Google has unveiled Gemma, a new family of open models, leveraging the research and technology behind the existing Gemini models. The Gemma open models are released in two sizes, Gemma 2B and Gemma 7B, each offering pre-trained and instruction-tuned variants.
Users can start working with Gemma today using free access in Kaggle and a free tier for Colab notebooks. Additionally, first-time Google Cloud users can avail themselves of $300 in credits. Researchers can also apply for Google Cloud credits of up to $500,000 to accelerate their projects.

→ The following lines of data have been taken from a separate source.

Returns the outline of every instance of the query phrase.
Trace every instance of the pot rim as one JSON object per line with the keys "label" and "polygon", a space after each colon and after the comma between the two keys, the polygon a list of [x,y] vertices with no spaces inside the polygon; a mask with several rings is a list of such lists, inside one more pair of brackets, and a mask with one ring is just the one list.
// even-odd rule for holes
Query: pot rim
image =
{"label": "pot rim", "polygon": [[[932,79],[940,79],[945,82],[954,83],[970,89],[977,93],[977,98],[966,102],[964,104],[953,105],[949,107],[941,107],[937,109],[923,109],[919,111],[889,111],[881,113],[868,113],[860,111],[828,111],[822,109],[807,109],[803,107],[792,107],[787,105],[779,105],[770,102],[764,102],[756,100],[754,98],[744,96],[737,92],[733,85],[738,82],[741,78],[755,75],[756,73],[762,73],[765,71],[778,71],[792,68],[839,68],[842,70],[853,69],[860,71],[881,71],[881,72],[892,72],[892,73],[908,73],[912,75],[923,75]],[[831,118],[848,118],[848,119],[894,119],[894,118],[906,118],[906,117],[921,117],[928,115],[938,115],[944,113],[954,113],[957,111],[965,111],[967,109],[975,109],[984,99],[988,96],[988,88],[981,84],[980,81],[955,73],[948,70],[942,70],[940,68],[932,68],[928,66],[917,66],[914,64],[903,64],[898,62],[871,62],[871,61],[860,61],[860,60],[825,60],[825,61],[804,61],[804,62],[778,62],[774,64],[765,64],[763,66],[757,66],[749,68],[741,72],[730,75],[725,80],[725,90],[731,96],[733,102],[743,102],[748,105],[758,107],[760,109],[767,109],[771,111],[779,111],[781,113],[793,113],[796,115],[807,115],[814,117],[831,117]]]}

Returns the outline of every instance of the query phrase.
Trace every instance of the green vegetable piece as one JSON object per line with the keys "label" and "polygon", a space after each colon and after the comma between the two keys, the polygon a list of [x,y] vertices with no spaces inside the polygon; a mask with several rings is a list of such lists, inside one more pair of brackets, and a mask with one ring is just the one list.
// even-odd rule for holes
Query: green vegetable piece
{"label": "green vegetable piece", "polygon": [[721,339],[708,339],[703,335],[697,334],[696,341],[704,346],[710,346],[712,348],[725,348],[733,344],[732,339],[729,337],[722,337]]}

Gemma outperforms Llama 2 on several benchmarks, including MMLU, HellaSwag, and HumanEval.
To support developer innovation and responsible use, Google is also providing a Responsible Generative AI Toolkit alongside the models. This toolkit includes essential tools for creating safer AI applications with Gemma, offering guidance and support for developers.
To facilitate widespread adoption, Gemma is compatible with major frameworks, including JAX, PyTorch, and TensorFlow through native Keras 3.0. The release includes ready-to-use Colab and Kaggle notebooks, integration with popular tools such as Hugging Face, MaxText, NVIDIA NeMo, and TensorRT-LLM.
Gemma models can run on various platforms, from laptops and workstations to Google Cloud, with optimisation for industry-leading performance on NVIDIA GPUs and Google Cloud TPUs.
This development comes after Google recently introduced Gemini 1.5 with a 1 million token context window — the largest ever seen in natural language processing models. In contrast, GPT-4 Turbo has a 128K context window, and Claude 2.1 has a 200K context window.